Any solutions to the mental health crisis currently taking place among the most vulnerable members of the military must understand these intervening factors and how they can be changed. The 2022 National Defense Authorization Act, which details the budget of the Department of Defense, moved sexual offenses and other capital crimes outside the hands of commanders and to military lawyers called special trial counsels. Yet it still falls massively short of the full reform needed. It still does not provide prosecutorial independence for other crimes. Furthermore, senior commanders are still the convening authorities for all court-martials, including ones dealing with sexual offenses. They will have the power to hand-select members of the court-martial panel, grant witness immunity and defense expert requests, and can even grant resignations in lieu of court-martial proceedings.
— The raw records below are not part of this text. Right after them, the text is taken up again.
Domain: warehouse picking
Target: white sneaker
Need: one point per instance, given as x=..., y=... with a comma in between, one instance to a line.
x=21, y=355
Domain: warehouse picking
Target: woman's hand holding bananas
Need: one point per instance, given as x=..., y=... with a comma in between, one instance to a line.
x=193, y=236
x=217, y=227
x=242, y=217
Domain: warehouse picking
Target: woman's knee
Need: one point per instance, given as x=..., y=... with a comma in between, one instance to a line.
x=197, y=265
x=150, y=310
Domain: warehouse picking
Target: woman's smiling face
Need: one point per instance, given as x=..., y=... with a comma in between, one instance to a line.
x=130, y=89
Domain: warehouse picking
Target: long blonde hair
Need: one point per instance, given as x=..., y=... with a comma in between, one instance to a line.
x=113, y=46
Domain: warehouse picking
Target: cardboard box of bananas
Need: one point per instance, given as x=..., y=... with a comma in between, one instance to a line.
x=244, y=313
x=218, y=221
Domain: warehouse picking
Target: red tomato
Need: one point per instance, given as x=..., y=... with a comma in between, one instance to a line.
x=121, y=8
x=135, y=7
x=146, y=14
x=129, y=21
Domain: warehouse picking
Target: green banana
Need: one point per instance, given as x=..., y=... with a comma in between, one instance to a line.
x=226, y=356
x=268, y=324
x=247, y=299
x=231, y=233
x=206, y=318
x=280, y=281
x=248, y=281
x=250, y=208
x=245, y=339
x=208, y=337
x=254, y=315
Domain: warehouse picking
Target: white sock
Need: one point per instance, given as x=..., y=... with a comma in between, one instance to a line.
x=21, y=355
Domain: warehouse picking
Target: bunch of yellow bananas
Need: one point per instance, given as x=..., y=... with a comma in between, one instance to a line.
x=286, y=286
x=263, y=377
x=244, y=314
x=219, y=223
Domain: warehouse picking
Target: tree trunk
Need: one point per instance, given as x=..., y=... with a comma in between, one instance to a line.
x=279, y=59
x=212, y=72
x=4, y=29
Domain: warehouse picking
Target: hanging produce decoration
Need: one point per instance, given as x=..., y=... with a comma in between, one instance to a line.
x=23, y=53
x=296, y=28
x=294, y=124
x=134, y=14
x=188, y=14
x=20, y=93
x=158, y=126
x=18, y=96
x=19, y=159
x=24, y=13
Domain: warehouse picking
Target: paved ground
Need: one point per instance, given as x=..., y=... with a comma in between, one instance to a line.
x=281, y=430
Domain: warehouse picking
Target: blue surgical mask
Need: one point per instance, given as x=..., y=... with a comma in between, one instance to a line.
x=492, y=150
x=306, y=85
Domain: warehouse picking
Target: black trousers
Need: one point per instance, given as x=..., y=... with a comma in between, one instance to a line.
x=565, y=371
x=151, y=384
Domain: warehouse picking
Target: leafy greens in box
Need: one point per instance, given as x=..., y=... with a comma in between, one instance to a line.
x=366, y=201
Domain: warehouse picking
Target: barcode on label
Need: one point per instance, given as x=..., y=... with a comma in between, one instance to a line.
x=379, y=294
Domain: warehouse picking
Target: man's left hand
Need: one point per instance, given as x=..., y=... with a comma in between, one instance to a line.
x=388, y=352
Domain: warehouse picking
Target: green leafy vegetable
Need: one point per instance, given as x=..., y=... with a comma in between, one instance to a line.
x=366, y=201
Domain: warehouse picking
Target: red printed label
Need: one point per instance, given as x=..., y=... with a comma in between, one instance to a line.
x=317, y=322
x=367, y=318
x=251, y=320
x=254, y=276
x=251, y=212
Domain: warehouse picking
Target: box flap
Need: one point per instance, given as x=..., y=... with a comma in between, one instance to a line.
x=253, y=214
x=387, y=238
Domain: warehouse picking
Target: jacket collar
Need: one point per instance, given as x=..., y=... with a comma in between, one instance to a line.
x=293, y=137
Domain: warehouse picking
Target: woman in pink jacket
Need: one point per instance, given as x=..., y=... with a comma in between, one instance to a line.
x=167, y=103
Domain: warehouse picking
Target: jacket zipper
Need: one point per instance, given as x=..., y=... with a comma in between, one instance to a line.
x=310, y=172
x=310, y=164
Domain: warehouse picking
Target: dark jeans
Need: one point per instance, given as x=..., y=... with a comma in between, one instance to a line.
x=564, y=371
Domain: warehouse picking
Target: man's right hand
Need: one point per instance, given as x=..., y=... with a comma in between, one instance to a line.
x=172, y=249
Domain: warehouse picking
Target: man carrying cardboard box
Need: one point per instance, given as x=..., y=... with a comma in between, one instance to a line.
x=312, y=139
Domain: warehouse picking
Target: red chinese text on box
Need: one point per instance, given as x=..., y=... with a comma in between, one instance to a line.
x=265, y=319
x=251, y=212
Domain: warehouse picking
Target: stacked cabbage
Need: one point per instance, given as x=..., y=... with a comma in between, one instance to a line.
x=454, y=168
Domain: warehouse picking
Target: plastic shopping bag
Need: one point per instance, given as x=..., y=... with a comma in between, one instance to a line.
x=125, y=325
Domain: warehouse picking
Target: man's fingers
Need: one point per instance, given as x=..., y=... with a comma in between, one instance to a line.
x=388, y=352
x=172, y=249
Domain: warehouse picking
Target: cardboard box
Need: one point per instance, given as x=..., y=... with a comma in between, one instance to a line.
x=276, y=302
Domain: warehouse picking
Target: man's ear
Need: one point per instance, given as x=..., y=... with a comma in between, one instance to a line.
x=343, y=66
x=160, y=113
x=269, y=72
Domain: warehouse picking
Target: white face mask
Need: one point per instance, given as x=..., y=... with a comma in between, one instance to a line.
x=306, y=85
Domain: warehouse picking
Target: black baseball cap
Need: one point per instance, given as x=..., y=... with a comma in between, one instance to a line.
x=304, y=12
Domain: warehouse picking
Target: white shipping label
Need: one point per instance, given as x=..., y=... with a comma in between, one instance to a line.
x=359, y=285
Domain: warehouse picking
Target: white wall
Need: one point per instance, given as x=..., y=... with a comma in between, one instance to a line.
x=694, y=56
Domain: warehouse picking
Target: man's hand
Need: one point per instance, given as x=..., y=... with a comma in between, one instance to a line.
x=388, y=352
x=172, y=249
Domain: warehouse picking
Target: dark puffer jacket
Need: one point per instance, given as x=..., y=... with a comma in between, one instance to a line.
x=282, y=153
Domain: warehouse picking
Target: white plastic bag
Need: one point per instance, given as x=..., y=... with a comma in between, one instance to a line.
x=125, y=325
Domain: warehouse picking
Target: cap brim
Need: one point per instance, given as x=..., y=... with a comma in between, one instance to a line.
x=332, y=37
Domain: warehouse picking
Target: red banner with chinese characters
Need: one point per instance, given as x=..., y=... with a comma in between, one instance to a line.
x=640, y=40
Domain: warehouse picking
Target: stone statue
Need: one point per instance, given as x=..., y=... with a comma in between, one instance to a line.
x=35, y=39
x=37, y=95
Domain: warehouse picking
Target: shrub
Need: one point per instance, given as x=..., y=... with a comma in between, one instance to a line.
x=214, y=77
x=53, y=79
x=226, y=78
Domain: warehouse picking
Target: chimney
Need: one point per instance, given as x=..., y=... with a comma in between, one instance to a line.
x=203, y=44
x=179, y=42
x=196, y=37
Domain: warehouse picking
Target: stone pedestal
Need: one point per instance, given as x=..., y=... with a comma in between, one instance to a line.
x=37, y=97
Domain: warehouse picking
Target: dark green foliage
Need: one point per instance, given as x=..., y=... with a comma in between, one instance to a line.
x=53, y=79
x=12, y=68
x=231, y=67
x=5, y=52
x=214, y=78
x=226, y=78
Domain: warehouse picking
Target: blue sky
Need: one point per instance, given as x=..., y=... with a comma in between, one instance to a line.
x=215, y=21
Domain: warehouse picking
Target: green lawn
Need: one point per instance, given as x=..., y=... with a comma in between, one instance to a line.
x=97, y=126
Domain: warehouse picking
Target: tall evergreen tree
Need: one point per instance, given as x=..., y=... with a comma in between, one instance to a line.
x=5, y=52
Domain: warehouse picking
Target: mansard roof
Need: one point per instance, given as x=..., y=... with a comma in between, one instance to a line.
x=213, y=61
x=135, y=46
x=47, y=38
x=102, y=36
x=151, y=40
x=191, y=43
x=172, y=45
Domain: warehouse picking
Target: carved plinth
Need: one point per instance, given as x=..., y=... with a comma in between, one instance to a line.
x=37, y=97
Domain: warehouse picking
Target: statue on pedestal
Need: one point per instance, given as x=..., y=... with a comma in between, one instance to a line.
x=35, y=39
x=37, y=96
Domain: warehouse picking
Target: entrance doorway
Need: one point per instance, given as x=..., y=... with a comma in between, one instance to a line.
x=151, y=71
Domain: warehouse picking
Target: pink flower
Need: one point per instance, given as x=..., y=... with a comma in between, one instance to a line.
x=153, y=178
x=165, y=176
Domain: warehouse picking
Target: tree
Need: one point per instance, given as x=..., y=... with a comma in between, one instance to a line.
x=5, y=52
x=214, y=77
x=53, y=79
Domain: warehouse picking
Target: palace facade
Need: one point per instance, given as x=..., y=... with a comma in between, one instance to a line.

The fundamental issues of discrimination that face service members of color will still be present under this system and must be fixed.
The stigma around mental health treatment must also be directly dealt with. The Brandon Act, in the 2022 NDAA, named after Navy sailor Brandon Caserta, who died by suicide in 2018 after being tormented by supervisors and fearing repercussions for mental health treatment, would allow for service members to request anonymous mental health treatment outside of the chain of command by stating they have a Brandon Act concern. This is an excellent step forward that brings mental health reporting in line with how service members currently make reports about sexual harassment or assault. Like sexual assault complaints however, the strength of this system is still reliant on a servicemember’s leadership. The chain of command is still involved in the process, and if a servicemember requires a profile (which restricts certain types of duty based on physical or mental ailments), that profile will have to be given to a unit’s leadership. If they have a stigmatized view of mental health treatment, the servicemember will still suffer.
Changing the culture around mental health starts at the top. One way to make a change could be to rate leaders on the performance of their mental health programs in their units, looking at suicide data, servicemember feedback, and other factors. The results should be made public, and if a unit fails, its senior leaders should be held accountable. The military already has a version of these types of systems in place in the form of command climate surveys.
Young idealistic Americans are dying. We need to do more to protect them from despair or their deaths will be our shame.
Daniel Johnson is a former infantry officer and journalist who served with the United States Army in Iraq and is currently a Roy H. Park fellow at the Hussman School of Journalism and Media at UNC–Chapel Hill. He is the author of #Inherent Resolve, a book on his unit’s experience in the war against ISIS.